Instead of focusing on the actions of successful leaders, an article in the June issue of the Harvard Business Review by Roger Martin looks at how successful leaders think. Martin has spent the past 15 years studying winning leaders and concludes that they all share the predisposition and ability to simultaneously hold two opposing ideas in their heads.
Martin calls this mental multi-tasking integrative thinking, and describes it as an “opposable mind.” He argues that integrative thinking is far more fruitful than conventional thinking, which tends to result in the choice of the lesser of two evils. The central example in the article is Bob Young, CEO of Red Hat, which was selling low-cost versions of the open-source software Linux in the mid-90s. Young was able to see beyond the two paths in the software business at the time—continue to sell CDs of the open source software or follow the path of Microsoft and sell higher cost versions of proprietary software—to come to a winning solution that made him a billionaire: give away the open-source software and sell service.
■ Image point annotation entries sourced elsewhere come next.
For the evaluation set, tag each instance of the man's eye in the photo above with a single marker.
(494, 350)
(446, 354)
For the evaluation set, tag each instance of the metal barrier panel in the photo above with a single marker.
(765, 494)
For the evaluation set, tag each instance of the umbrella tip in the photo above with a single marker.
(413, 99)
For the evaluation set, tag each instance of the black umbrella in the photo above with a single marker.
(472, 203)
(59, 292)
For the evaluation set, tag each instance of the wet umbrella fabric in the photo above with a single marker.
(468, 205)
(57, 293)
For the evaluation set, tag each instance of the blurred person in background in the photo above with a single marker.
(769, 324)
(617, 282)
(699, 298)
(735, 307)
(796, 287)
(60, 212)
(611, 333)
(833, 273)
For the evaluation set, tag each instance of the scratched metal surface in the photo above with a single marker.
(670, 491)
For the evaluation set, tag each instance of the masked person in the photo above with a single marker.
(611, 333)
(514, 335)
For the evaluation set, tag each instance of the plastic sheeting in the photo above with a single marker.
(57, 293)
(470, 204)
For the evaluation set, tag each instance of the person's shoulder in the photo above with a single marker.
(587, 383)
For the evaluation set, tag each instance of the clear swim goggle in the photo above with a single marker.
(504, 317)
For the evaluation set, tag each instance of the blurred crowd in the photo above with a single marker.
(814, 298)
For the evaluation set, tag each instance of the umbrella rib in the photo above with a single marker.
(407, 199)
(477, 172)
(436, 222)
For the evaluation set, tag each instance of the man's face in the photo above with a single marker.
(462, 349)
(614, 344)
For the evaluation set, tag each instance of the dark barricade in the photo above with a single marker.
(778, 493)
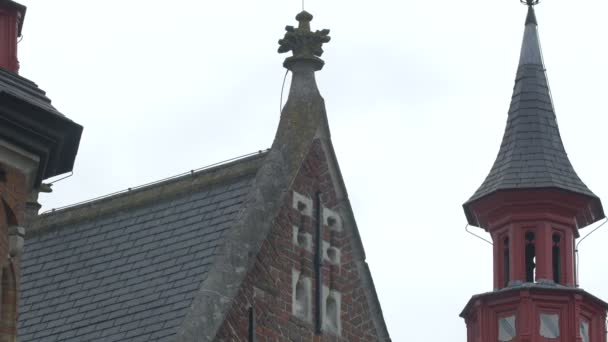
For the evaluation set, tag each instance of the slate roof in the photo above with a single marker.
(532, 154)
(128, 267)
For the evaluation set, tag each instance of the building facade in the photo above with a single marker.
(262, 248)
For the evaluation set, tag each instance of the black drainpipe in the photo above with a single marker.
(319, 266)
(251, 334)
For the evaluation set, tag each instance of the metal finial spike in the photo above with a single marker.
(531, 18)
(530, 2)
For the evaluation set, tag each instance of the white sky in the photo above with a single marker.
(417, 94)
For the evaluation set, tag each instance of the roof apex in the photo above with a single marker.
(532, 154)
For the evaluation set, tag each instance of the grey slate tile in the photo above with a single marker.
(130, 277)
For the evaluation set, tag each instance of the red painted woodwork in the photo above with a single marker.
(483, 311)
(554, 217)
(11, 17)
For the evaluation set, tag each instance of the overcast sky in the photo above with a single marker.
(417, 94)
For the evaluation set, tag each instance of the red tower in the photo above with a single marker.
(533, 204)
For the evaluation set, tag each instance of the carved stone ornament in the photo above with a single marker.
(305, 44)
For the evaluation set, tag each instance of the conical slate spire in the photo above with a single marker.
(532, 154)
The article outlines the four stages of decision-making and compares the conventional approach to integrative approach:
Determining salience. Martin notes that the first step is to figure out which factors to take into account, and the conventional approach eliminates as many as possible in an effort to keep things simple. The integrative thinker, on the other hand, seeks out as many factors as possible, including more obscure but potentially relevant factors. Young, for instance, recognized the corporate CEO’s real dilemma in needing to invest in a product with a future, helping him to arrive at his service model.
Analyzing causality. The next step is to establish relationships between the salient factors, and conventional thinkers tend to look for straight-line causal relationships. “It’s no accident that linear regression is the business world’s preferred tool for establishing relationships between variables,” Martin wrote. Integrative thinkers question apparently obvious links and look for multidirectional or nonlinear links, he explains.
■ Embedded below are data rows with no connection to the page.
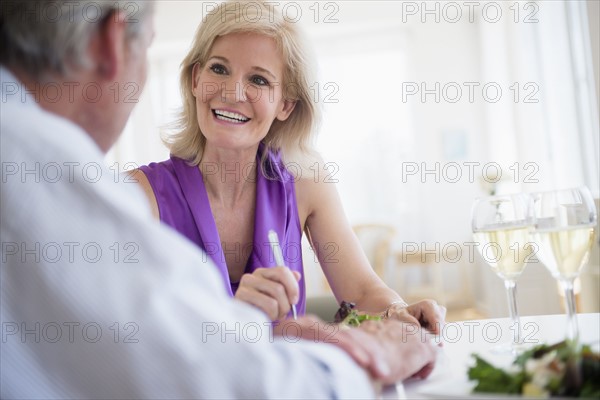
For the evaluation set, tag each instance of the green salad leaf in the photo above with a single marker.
(347, 315)
(563, 369)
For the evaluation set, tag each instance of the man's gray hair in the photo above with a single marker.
(41, 36)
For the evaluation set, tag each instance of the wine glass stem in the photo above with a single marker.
(511, 292)
(572, 327)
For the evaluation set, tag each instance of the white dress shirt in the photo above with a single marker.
(101, 301)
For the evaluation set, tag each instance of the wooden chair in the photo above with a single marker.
(376, 241)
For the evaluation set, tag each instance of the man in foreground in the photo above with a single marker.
(97, 299)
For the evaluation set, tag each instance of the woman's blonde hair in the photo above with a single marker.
(290, 136)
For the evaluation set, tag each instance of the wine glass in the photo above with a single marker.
(501, 227)
(564, 231)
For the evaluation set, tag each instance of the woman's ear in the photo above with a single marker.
(195, 78)
(288, 107)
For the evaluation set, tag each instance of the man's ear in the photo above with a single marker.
(109, 49)
(288, 107)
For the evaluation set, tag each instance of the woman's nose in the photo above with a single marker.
(233, 91)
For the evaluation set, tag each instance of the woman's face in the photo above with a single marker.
(239, 91)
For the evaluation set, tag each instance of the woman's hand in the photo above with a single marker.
(273, 290)
(389, 350)
(426, 313)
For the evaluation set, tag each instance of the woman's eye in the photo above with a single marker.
(218, 69)
(259, 80)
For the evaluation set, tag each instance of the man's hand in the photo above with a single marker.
(389, 350)
(426, 313)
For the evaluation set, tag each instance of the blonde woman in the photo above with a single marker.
(235, 170)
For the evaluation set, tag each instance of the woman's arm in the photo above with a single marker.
(345, 264)
(142, 180)
(339, 252)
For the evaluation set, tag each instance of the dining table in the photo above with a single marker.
(460, 340)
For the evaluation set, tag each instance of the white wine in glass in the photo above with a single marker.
(564, 232)
(501, 227)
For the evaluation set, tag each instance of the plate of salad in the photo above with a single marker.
(563, 369)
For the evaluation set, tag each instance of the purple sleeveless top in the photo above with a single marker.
(183, 204)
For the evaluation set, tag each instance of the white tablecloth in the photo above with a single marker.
(449, 378)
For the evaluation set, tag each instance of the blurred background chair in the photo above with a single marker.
(376, 241)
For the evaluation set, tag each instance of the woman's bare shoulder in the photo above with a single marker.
(137, 175)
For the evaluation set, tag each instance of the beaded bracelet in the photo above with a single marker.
(386, 313)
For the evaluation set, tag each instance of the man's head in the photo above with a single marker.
(84, 60)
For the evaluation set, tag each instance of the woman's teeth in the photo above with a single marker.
(230, 116)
Envisioning the decision architecture. Martin explains that when getting down to the decision itself, the impulse is to establish a strict sequence in which issues will be considered, and also to hand off pieces of a decision to different corporate functions—pricing, marketing, distribution—resulting in a mediocre outcome. Martin maintains that integrative thinkers do not break down a problem to work on in pieces or in a strict sequence. According to Martin, Young held many issues in his head for a long time, including the feelings and challenges of the CIO, what was happening in the individual and corporate markets for operating software, the business factors affecting the free-software business, and what drove the proprietary software makers, before he created his new business model.
Achieving resolution. Martin maintains that decision makers too frequently accept an unsatisfactory trade-off, whereas integrative thinkers are in a much better position to come to a creative resolution. Creating delays, sending teams back to reexamine the options, and generating 11th-hour options are all tools that can come into play because of an integrative thinker’s refusal to accept a less-than-ideal solution.
The good news is this: if you aren’t an integrative thinker, you can train yourself to be one through conscious attention to your decision-making processes. And if Martin has his way, integrative thinking will be taught in business schools.